Pocos entendían esa marcha a pie si estaban en el mejor Ejército del mundo. ¿Es que no había camiones para ellos? Tendrían que hacer unos cuarenta kilómetros diarios, con descansos de cinco minutos por cada seis kilómetros, bajo un calor endiablado que agotaría a muchos. No era ésa la forma de hacer la guerra que ellos pensaban. Pero la mayor parte, destacando los nunca desalentados falangistas, jamás se quejaba y estaba deseando entrar en combate. En realidad, la mayoría de esos jóvenes
azules
renegaba de las normas militares porque ellos solos se bastaban con su entusiasmo para vencer a los comunistas.

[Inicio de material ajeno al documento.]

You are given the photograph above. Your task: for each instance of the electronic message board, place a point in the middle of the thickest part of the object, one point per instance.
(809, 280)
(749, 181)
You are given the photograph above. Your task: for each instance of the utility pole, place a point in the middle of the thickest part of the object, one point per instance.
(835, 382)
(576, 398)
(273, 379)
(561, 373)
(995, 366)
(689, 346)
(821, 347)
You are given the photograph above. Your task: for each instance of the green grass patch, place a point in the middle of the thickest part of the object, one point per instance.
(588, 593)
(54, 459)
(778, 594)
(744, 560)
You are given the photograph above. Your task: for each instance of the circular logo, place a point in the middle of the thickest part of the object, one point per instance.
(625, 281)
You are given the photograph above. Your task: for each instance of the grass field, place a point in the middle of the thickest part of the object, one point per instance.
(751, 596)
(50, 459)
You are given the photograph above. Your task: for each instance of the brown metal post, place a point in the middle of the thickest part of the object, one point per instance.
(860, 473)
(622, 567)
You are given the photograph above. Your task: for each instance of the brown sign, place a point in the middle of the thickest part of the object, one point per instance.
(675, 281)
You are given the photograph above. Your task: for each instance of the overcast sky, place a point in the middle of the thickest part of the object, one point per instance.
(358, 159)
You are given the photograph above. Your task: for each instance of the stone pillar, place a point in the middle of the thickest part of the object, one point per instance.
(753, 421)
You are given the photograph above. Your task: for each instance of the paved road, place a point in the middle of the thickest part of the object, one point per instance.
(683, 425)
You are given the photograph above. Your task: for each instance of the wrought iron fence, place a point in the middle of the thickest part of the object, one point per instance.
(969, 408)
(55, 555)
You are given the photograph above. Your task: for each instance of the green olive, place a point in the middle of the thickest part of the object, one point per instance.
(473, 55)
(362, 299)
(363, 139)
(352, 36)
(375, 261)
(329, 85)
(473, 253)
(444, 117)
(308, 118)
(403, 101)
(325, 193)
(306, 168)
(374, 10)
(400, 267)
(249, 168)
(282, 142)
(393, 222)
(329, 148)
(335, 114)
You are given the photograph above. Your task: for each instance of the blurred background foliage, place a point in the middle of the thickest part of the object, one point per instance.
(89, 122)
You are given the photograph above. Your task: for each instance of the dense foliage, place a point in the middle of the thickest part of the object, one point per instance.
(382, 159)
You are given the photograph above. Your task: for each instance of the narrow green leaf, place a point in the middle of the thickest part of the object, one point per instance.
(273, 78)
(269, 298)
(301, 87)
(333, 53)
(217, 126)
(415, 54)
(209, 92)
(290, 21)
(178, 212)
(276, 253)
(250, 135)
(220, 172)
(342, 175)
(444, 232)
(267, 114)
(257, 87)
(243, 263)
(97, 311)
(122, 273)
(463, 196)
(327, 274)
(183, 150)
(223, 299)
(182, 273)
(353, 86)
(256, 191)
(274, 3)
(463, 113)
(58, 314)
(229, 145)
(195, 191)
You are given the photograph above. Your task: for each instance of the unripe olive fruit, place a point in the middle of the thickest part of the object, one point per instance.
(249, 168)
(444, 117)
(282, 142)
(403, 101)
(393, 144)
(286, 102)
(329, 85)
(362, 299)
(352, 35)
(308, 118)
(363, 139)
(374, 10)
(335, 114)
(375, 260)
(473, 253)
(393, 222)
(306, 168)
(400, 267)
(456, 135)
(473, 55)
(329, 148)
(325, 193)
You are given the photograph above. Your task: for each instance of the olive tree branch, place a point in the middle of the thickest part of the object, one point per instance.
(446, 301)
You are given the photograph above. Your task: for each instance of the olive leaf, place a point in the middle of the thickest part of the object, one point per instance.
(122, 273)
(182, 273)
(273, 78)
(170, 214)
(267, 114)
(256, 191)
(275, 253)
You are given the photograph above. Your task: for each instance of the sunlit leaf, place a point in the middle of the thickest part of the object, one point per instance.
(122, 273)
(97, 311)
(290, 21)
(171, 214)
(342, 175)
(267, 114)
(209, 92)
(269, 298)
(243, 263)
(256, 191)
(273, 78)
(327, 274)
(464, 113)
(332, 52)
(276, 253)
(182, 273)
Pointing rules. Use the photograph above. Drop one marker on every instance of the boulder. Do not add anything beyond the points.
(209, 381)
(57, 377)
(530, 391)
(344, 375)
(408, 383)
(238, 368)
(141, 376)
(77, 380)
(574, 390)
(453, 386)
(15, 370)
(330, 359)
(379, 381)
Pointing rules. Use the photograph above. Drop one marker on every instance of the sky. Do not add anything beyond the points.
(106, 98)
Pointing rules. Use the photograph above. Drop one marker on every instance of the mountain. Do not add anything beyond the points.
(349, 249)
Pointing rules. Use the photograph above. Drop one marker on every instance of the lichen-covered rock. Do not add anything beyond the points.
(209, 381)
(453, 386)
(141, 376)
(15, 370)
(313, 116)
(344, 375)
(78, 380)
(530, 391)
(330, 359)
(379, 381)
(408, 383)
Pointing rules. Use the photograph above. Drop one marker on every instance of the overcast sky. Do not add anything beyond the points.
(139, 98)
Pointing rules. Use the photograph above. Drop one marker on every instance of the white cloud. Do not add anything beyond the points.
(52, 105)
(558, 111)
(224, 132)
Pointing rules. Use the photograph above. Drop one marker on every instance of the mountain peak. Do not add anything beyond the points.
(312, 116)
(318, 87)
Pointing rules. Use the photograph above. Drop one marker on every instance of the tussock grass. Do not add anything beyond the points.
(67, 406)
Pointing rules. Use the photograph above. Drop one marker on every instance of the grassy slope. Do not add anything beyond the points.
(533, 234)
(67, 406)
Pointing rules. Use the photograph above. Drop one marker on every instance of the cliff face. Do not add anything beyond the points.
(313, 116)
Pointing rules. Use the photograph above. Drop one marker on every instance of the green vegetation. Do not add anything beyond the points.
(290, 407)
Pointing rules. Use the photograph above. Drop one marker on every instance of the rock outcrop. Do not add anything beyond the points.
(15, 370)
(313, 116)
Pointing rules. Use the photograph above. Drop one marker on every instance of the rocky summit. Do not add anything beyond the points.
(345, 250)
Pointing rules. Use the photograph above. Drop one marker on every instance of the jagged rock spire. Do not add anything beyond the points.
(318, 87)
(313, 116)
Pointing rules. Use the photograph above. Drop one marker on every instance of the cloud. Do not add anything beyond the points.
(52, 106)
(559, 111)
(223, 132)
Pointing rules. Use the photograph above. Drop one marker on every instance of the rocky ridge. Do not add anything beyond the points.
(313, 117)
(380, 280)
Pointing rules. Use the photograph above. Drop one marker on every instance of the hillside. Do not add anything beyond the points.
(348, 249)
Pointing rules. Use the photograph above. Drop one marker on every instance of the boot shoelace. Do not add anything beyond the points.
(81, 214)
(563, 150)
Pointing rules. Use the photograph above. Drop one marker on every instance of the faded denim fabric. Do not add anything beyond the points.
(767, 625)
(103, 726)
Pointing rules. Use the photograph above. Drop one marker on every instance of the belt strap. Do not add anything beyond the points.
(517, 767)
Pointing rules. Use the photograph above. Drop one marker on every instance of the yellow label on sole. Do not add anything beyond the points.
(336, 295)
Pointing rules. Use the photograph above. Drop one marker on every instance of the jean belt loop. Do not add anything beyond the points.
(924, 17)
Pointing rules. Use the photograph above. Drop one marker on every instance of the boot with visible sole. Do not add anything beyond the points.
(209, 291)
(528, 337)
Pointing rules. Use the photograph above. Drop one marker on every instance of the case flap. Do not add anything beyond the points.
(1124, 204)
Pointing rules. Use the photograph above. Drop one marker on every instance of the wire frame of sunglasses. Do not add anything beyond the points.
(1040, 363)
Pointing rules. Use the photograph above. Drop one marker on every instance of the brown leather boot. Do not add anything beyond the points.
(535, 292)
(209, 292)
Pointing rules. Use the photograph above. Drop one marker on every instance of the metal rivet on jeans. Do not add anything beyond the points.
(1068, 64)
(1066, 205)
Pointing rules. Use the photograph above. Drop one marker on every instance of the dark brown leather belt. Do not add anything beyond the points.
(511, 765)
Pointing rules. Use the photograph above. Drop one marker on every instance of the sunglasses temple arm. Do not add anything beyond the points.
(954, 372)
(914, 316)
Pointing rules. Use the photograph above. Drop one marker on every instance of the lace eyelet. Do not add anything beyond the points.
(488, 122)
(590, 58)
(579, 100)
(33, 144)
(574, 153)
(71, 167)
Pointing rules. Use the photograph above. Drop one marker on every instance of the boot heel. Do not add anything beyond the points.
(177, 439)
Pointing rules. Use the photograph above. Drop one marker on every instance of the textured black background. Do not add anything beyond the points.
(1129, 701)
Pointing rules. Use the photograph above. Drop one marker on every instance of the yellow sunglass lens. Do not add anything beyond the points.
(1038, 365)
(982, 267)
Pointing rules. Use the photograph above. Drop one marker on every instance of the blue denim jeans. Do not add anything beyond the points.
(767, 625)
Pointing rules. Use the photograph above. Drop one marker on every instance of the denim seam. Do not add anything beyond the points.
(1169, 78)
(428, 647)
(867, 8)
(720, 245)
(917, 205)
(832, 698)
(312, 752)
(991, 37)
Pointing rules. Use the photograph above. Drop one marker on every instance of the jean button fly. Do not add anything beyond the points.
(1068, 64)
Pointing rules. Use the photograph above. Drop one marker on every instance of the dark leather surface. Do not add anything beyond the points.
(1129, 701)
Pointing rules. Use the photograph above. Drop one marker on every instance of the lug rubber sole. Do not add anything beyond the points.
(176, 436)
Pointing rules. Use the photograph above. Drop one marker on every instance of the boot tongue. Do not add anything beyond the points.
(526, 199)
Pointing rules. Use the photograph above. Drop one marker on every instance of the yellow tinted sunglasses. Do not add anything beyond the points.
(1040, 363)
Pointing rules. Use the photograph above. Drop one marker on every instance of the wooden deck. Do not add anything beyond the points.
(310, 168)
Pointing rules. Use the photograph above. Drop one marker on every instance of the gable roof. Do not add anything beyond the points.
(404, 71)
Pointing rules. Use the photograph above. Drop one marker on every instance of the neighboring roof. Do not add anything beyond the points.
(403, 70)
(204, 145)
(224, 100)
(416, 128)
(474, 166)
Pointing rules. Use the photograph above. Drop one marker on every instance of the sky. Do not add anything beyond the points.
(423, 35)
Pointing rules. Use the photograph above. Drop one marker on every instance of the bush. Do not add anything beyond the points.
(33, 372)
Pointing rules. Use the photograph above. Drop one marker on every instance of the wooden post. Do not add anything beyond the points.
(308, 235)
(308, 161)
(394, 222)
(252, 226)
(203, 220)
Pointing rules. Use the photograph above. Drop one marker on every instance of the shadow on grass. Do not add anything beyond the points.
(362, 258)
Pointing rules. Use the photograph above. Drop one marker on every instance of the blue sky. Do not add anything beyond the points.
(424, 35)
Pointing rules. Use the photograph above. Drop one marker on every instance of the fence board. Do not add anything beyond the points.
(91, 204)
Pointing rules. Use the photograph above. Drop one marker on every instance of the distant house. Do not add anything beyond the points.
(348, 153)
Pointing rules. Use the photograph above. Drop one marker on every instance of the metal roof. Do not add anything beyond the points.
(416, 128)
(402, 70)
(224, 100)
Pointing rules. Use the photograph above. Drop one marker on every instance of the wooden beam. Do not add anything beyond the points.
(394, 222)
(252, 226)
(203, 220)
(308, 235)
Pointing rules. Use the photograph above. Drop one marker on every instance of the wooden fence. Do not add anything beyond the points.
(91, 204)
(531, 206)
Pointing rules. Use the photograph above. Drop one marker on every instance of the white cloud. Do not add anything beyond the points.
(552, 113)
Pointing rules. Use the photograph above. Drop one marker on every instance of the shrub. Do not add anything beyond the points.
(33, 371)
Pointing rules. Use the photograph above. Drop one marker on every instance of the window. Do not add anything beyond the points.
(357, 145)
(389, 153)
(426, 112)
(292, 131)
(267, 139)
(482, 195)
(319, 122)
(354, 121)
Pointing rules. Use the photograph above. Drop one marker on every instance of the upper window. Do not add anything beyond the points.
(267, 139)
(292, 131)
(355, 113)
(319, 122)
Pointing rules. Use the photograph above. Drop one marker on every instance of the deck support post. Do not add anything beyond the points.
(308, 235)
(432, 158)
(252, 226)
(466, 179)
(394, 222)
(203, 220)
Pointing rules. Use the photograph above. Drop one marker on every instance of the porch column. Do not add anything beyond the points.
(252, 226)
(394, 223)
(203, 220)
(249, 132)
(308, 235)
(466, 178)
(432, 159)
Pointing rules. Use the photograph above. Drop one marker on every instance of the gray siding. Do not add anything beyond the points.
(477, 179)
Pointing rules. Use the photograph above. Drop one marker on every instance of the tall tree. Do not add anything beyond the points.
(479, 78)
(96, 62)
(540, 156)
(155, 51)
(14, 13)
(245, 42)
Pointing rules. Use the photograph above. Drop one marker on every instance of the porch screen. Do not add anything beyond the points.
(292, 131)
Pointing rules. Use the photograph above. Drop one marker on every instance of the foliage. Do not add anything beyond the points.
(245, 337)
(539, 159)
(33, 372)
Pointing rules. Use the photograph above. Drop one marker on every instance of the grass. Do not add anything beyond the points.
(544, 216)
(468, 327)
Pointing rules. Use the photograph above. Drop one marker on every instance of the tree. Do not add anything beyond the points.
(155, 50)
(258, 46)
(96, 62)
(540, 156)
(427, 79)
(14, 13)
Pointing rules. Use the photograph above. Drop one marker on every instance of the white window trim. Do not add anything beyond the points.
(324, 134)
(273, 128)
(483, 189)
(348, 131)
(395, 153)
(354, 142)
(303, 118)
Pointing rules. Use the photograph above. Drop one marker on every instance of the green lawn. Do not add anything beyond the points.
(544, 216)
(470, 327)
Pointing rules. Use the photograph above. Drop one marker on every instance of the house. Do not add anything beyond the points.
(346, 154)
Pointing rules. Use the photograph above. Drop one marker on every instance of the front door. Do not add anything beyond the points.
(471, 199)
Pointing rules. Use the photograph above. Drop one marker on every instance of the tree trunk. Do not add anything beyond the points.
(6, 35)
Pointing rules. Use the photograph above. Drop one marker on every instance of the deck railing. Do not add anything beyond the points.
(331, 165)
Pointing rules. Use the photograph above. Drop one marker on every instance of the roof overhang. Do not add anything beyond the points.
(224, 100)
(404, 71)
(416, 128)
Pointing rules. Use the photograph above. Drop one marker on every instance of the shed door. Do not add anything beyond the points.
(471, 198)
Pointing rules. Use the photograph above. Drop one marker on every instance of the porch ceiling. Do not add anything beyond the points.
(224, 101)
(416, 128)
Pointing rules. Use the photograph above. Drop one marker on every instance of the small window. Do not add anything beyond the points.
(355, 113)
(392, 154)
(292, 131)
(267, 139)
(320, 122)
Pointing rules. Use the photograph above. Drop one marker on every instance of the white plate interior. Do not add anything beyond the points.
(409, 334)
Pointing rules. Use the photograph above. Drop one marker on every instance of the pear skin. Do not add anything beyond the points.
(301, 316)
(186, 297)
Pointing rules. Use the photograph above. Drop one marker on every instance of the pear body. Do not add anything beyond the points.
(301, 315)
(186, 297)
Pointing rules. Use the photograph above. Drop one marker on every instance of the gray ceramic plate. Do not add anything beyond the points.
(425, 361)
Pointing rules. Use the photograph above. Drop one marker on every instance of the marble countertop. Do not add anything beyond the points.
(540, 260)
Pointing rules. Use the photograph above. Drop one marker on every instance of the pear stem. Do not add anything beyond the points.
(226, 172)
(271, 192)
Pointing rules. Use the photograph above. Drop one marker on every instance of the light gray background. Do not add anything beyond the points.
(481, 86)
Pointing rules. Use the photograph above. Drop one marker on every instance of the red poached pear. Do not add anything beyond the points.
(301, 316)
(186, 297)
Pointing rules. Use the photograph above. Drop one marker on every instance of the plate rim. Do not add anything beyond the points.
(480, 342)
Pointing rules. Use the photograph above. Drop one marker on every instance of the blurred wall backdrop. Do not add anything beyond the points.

Cuando llevaban unos veinte kilómetros de marcha oyeron un rugido de motores por detrás. Una unidad acorazada alemana pidió paso y la División se situó en los márgenes del camino. En cabeza, las motocicletas KS-750. Seguían cañones de asalto Stug III, carros Pánzer II, camiones oruga ligeros Krupp Protze llenos de soldados, piezas artilleras FH-18 del 105 arrastradas por camiones semiorugas, autoametralladoras M-35, camiones cargando cañones anticarros PAK-38 del 50, antiaéreos Flak-38 del 20 y, cerrando la marcha, los poderosos tanques Tigres III y IV. Los alemanes les saludaban brazo en alto todo el tiempo que duró el adelantamiento. Ningún soldado iba a pie. Desde sus cómodos asientos, enteros, físicamente a punto, les miraban con indiferencia. Entrarían en combate no desgastados por marchas incomprensibles y empujarían con su vigor intacto. Los divisionarios españoles nunca habían visto una unidad blindada como ésa y se llenaban de asombro, admiración y envidia. Era imposible que nada pudiera detener esa fuerza, una de tantas que estaban asombrando al mundo en esa
Drang nach Osten
, la marcha hacia el este. Se perdieron detrás de una nube de polvo rojizo cegador que tardó en desvanecerse y que dejó sus uniformes de color terroso y un reguero de toses y maldiciones.